1. Trabajaremos con la verdad, nuestra misión es constancia como siempre pero su recompensa es la fortaleza de la verdad dentro de nosotros, iremos desarrollando las capacidades de entenderla y reconocerla con ello, la capacidad también de aprender a reconocer lo que no es.
2. Contaremos cómo siempre más ahora enfatiza este repaso, con la presencia del Maestro que desde el inicio de este sueño ha estado allí; en este nivel de los ejercicios nos recuerda que se han incluido todos los hijos De Dios para despertar y que su alegría es maravillosa cuando llevamos a cabo esta Bella práctica, así que su apoyo será constante, así que Cristo está con nosotros más que nunca en este recorrido.
Cada práctica del repaso inicia con la verdad de verdades:
“Dios es sólo Amor y, por ende, eso es lo que soy yo.”
Recordaremos este pensamiento y experimentaremos su realidad al amanecer y al anochecer para luego acompañarlo con el recuerdo de las lecciones que a diario se repasarán.
Práctica:
“Dios es sólo Amor y, por ende, eso es lo que soy yo.”

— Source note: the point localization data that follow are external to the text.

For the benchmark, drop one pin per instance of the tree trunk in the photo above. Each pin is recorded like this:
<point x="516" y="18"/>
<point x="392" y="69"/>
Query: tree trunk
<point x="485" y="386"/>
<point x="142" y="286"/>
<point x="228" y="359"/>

Recordaremos este pensamiento y experimentaremos su realidad al amanecer y al anochecer para luego acompañarlo con el recuerdo de las siguientes lecciones:
Dios es sólo Amor y, por ende, eso es lo que soy yo.
1. (167) Sólo hay una vida, y ésa es la vida que comparto con Dios.
Dios es sólo Amor y, por ende, eso es lo que soy yo.
2. (168) Tu gracia me es dada. La reclamo ahora.
Dios es sólo Amor y, por ende, eso es lo que soy yo.